Raíllo y su conexión con la afición
El propio jugador ha expresado su satisfacción y orgullo: “Hemos recorrido un camino largo lleno de altibajos. Siempre he tenido esa misma ambición desde mi llegada. Alcanzar metas poco a poco es lo que me motiva día tras día”, comenta Raíllo, capturando la esencia de lo que significa ser parte del Mallorca.
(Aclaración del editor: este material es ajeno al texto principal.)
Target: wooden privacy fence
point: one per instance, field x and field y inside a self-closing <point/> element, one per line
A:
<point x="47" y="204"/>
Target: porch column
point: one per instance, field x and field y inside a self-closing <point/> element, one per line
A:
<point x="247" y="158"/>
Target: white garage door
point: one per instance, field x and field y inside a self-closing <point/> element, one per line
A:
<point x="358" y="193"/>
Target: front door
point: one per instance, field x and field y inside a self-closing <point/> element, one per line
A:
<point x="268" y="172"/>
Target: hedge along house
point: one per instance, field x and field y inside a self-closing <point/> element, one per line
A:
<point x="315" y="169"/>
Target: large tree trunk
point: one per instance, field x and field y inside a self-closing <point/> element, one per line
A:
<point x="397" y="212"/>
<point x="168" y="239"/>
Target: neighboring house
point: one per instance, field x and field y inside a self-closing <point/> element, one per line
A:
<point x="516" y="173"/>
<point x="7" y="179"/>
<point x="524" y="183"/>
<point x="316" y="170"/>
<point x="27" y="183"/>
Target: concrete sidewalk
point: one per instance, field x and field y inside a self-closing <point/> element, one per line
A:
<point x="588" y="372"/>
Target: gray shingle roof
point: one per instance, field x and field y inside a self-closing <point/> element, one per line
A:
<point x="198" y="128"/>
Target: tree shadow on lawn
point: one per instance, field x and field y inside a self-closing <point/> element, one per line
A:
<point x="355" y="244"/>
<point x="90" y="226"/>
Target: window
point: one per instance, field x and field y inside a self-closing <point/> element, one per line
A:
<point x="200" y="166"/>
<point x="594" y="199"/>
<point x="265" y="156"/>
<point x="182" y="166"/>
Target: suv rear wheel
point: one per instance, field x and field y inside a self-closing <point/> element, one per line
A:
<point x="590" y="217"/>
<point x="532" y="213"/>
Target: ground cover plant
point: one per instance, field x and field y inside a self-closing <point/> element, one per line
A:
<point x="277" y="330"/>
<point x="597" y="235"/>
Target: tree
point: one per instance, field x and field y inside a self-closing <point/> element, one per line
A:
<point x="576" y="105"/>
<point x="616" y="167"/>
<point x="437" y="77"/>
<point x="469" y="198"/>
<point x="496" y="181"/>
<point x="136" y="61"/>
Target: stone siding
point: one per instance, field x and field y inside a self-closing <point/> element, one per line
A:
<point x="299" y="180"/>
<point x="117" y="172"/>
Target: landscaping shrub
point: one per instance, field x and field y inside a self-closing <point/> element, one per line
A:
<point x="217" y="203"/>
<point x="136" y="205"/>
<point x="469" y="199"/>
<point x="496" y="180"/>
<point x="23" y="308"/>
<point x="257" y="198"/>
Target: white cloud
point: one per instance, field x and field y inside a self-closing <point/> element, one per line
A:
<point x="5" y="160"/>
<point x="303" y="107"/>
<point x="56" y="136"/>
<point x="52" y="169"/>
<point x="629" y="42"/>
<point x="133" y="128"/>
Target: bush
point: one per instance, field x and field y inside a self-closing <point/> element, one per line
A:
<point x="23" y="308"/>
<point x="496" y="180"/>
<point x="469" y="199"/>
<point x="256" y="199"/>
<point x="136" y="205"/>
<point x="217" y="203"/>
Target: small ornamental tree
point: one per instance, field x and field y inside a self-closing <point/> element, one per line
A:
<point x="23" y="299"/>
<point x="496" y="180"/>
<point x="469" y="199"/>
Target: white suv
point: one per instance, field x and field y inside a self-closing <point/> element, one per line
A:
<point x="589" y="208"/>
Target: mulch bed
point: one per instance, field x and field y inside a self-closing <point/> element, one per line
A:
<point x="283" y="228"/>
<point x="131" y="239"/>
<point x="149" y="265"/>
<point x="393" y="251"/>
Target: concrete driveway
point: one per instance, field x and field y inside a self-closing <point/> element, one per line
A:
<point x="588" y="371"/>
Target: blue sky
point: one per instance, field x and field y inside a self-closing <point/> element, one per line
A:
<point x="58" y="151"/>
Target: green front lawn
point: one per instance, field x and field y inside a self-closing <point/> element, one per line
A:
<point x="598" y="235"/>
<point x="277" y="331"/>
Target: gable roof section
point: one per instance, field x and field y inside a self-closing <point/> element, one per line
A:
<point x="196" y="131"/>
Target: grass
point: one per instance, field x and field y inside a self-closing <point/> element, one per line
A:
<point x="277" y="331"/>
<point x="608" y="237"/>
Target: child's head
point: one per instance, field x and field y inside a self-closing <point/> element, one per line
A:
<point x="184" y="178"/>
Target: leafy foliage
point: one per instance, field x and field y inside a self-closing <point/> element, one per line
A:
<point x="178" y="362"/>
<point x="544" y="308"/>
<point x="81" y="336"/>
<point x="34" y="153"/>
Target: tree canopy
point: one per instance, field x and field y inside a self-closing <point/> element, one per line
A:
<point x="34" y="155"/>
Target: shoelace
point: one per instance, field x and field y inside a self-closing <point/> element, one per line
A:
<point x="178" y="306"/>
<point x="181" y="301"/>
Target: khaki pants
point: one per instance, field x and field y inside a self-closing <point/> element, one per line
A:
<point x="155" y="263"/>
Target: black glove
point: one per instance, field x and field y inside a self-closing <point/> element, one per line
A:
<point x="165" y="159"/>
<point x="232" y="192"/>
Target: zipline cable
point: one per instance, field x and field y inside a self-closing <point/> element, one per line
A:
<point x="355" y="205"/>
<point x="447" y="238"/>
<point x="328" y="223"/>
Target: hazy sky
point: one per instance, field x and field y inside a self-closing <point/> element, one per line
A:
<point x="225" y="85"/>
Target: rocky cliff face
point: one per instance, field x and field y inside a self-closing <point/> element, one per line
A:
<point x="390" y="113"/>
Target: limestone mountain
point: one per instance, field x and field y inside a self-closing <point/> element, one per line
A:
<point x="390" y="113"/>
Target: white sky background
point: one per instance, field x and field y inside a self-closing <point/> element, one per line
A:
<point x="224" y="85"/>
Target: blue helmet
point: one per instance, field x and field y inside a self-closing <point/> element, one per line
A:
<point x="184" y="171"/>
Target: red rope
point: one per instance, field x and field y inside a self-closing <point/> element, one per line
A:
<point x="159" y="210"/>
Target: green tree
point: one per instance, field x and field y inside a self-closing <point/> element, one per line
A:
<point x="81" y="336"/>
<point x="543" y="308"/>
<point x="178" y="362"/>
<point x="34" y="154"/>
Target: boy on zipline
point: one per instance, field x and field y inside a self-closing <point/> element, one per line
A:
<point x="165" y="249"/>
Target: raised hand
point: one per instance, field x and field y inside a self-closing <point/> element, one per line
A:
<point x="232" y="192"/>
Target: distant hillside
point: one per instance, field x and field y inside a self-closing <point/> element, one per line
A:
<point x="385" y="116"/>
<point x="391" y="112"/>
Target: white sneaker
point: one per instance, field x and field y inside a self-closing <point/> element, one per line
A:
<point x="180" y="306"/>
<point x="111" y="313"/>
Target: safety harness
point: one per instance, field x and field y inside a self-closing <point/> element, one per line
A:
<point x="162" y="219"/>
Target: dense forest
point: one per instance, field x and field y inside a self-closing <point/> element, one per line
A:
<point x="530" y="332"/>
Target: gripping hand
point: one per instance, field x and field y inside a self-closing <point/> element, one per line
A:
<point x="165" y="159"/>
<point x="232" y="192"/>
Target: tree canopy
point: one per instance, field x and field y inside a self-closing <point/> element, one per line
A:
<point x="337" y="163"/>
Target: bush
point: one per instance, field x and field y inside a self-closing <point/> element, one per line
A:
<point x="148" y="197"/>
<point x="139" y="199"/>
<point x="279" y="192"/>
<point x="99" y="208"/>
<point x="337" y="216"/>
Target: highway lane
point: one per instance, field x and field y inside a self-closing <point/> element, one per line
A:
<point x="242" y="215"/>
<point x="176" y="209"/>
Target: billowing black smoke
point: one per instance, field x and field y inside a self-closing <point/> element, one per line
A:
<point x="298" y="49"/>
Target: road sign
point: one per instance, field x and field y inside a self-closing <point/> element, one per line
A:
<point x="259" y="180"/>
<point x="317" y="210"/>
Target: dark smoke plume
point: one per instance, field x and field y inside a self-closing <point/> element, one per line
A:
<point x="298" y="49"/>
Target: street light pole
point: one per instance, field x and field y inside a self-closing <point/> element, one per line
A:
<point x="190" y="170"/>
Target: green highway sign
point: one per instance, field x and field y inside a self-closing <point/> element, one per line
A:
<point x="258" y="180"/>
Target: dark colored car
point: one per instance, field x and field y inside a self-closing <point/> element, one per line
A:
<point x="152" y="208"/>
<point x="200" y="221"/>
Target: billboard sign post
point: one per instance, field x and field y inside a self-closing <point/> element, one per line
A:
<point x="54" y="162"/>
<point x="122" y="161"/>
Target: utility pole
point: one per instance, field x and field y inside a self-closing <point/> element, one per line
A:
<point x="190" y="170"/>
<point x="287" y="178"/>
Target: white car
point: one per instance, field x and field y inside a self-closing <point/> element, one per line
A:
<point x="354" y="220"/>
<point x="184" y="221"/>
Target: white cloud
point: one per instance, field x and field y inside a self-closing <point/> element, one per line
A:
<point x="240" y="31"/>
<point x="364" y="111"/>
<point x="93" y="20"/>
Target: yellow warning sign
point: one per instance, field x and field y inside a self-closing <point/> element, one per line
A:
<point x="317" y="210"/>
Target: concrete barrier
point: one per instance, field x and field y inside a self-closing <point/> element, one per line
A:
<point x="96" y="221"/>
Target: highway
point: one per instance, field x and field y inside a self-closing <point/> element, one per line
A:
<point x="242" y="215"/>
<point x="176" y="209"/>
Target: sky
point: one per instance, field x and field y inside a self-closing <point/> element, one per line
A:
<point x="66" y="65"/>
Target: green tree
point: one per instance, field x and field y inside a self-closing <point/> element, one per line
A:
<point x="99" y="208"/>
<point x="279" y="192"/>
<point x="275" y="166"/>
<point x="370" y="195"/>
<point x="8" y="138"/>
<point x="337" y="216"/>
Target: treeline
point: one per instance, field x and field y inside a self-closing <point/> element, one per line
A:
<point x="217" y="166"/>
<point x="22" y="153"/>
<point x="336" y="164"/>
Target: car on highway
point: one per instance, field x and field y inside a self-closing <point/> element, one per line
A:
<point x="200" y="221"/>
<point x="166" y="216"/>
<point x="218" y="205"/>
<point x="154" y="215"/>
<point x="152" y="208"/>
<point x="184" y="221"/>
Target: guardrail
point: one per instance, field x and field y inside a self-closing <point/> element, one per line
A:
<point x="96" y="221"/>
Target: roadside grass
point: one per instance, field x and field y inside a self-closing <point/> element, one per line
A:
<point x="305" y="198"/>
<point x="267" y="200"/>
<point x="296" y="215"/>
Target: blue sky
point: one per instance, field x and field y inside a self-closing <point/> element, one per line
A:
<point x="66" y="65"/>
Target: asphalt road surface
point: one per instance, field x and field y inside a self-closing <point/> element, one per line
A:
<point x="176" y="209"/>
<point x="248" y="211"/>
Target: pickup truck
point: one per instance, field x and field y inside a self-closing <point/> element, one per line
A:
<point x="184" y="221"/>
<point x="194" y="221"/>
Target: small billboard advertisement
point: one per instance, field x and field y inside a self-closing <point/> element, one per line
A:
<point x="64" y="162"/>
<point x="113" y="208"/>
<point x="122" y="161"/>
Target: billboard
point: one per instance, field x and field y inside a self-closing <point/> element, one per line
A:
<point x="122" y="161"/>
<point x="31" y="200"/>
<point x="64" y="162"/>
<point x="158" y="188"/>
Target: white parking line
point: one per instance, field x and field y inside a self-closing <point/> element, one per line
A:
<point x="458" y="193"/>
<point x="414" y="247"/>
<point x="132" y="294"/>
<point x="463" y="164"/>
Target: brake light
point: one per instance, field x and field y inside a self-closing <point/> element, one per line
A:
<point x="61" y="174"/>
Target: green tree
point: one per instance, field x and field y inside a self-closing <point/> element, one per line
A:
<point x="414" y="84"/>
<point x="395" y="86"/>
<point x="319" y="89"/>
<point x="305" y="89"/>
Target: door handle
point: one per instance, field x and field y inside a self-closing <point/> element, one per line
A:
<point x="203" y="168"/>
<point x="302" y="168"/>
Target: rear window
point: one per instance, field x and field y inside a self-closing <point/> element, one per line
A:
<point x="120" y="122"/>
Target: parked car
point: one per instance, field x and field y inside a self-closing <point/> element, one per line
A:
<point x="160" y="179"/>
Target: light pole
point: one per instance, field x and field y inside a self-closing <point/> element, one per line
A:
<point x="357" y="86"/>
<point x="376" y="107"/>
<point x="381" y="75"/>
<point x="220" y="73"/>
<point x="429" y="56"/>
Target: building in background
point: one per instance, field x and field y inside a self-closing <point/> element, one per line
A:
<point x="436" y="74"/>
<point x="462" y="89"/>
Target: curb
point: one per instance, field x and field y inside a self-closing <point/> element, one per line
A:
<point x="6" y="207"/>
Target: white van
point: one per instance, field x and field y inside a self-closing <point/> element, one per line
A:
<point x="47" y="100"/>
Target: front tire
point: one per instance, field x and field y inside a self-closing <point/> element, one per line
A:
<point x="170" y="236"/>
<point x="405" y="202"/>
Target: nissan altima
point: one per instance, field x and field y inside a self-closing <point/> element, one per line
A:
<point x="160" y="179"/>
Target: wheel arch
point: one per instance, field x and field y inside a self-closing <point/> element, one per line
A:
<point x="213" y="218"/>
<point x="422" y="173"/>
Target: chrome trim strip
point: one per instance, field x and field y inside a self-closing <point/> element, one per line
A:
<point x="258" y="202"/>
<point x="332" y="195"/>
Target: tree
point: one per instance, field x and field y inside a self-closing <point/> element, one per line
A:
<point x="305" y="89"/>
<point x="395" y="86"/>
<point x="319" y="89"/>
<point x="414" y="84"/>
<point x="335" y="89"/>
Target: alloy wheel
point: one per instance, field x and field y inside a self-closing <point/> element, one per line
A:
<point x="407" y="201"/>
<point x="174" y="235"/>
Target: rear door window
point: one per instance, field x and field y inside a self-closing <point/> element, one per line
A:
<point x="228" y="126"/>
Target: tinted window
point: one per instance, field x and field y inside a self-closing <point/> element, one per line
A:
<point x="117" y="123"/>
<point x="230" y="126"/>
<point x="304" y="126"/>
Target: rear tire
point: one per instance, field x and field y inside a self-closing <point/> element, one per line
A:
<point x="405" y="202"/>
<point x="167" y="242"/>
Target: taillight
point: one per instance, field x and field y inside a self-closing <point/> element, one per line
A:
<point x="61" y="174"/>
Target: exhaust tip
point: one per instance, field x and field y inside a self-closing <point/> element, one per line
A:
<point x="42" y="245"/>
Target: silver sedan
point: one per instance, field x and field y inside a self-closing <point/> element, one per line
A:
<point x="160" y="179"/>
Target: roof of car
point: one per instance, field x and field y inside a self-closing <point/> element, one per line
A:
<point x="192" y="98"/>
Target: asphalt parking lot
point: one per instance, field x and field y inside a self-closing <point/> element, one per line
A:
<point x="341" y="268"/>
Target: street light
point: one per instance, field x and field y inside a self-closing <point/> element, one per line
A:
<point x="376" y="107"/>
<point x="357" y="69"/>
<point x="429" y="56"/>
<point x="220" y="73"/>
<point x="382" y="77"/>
Sabe bien que estos tiempos son difíciles y ha vuelto a hacer hincapié en la idea de familia como pilar fundamental para salir adelante: “Cuando estamos pasando por momentos complicados, ves cómo tus compañeros se entregan al máximo. Por ellos estoy dispuesto a darlo todo porque aquí nadie se guarda nada”. Su mensaje resuena fuerte entre los aficionados: unión, trabajo en equipo y no dejarse vencer por las adversidades.
“Jugadores, entrenador, afición… Todos somos uno. Solo nosotros podemos sacar esto adelante”, añade con convicción. Ha vivido de todo desde su llegada en 2016: ascensos inesperados, descensos agónicos y hasta finales de copas. Más de 300 partidos a sus espaldas demuestran que siempre ha sido un pilar para el club.
A pesar de estar fuera por lesión, Raíllo tiene claro que volverá pronto: “Soy un cansino cuando me lesiono; entreno mañana y tarde hasta ponerme bien. Así que seguramente regrese mucho antes de lo previsto”. Esa tenacidad refleja perfectamente el espíritu luchador del Mallorca.